When the Americans had reached the front yards of what is today's Kreuzstraße, Rifleman First Class Wüst yelled out the order: "Retreat! To the other side of the road!" We ran across the road that is today called Beethovenstraße, between houses down the street, and full of hope to escape in an eastward direction through the open field. As we had just passed the gardens and reached said field we realized the catastrophic situation we were in and it nearly paralyzed us: the enemy had already advanced northward on the east of the village.
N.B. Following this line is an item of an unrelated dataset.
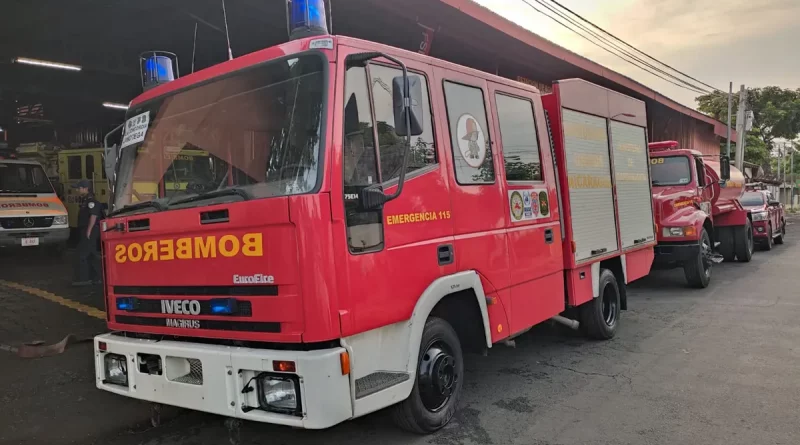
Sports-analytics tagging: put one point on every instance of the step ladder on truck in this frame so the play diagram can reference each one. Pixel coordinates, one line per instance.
(371, 215)
(700, 218)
We ran, ahead of the Amis who now started shooting at us out of all barrels. Willi Wüst was about 15-20 meters ahead of me. My intention was to just keep running, to defy the gunfire. But when everybody else seemed to have stopped and the bullets cam ever so close, I fell down, no strength left in my body whatsoever. It felt like an inner break had just been pulled and I was like paralyzed. I saw a shell-hole, just 3 meters form where I had collapsed. I inched toward it, in slow motion, my limbs feeling like lead, there was no way I could have moved any faster. An enemy rifleman now targeted me. I could hear the bullets circling my head. Strangely, my thoughts turned to defiance: " Shoot, just shoot as often as you want. You won't hit, you can't kill me!" He tried about four or five times.
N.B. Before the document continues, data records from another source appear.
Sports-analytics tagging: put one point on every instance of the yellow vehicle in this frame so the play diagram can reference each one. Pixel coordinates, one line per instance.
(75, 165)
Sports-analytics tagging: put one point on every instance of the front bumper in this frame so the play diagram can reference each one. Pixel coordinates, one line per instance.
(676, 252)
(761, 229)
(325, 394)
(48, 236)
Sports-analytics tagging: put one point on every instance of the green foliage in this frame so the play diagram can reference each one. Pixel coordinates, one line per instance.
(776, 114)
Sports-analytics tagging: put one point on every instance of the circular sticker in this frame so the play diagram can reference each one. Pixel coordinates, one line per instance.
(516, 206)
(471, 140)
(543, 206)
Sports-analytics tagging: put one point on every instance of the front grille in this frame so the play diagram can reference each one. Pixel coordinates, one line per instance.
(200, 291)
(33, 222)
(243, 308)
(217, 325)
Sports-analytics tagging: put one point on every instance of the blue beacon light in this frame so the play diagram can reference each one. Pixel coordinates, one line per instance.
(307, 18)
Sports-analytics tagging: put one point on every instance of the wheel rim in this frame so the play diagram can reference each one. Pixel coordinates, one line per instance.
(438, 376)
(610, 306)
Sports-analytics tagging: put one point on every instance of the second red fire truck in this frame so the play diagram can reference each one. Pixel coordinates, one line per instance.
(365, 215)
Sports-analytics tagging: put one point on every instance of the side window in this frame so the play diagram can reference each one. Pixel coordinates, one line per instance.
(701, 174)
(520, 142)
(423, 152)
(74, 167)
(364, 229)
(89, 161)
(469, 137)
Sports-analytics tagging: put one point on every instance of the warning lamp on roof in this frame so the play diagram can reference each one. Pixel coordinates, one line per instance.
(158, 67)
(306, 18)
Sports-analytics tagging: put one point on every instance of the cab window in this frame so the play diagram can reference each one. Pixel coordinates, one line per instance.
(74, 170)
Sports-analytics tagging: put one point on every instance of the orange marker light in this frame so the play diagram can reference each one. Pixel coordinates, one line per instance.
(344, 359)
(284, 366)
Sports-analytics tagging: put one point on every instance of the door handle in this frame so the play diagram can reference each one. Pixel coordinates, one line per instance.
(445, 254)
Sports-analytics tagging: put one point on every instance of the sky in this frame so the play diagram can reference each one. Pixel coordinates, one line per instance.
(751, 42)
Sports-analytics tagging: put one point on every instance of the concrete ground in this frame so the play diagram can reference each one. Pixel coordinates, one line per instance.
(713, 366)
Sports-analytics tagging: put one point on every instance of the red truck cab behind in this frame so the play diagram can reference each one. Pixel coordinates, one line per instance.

Günter Mittelstedt was already in the shell-hole. The first thing I did upon reaching there was to grab my water bottle and still my thirst. While drinking I saw shrapnel exploding above us. Günter Mittelstedt and I just lay there, gasping for air, just barely escaping death once more. A third comrade, who had been far ahead, suddenly stood on top of the hole, his hands up in the air and said: "Guys, give it up, it's hopeless." The two of us got out the hole and what we saw drove reality home: the Americans were everywhere and they were rounding up our soldiers. The Americans who I saw pointed their guns at us and looked grim altogether. They looked like they were even more afraid than us. In the midst of all that noise and debris I broke down in tears because I had to think of my poor mother. My comrades calmed me down and helped me a lot.
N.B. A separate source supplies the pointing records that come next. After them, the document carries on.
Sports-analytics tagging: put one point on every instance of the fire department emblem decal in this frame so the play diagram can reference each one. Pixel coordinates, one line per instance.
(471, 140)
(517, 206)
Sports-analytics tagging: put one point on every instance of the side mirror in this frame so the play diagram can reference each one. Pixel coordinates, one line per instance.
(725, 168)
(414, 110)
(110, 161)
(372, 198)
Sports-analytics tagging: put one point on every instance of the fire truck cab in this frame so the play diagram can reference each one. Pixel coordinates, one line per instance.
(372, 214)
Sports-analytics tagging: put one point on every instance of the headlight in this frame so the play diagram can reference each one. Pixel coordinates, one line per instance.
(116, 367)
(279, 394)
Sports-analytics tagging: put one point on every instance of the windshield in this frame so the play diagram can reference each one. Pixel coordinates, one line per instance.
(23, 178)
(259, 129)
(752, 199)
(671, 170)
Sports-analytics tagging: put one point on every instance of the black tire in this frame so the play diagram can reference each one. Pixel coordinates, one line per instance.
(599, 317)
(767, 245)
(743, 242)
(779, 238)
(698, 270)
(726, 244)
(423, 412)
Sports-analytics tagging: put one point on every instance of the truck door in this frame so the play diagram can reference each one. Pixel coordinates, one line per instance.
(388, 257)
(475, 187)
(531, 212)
First, we were led to an American aid station. We were supposed to carry a wounded American soldier back to the rear. As we tried to lift the makeshift stretcher it broke. Our artillery was still firing at this area. Now, two of us were supposed to aid and American soldier, who was slightly wounded. We did reach the exit of the village but our artillery kept firing and hit a prisoner treck just 100 meters ahead. Our Ami got scared and we returned to the aid station. Günter Mittelstedt cam running right at us. He had been in that prisoner treck and he had been hit in the back of his head, by our own artillery! Eventually, and American took me and Horst Spreyer to Langerwehe. The guy was originally from Bremen and he told us that all of us would be sent to America as prisoners of war. We passed house Barrier that we had used three days earlier on reconnaissance duty. Then we saw the American supplies and reinforcements and we were shocked. And the tanks! We counted more than 80. Suddenly, an FW-190 appeared, hard to detect at low altitude. It just dropped two bombs. The Americans aimed a huge barrage at this one plane that actually got away by referring to a zigzag course. We asked ourselves what the Americans had done with this enormous superiority all day? The main- combat line was right around Obergeich after all!

One day later, when even the fire of the American artillery could no longer be heard, that tremendous strain on my nerves slowly disappeared and the horrible fear of death also vanished.

An unknown future lay ahead of us. We all knew of the Morgenthau plan.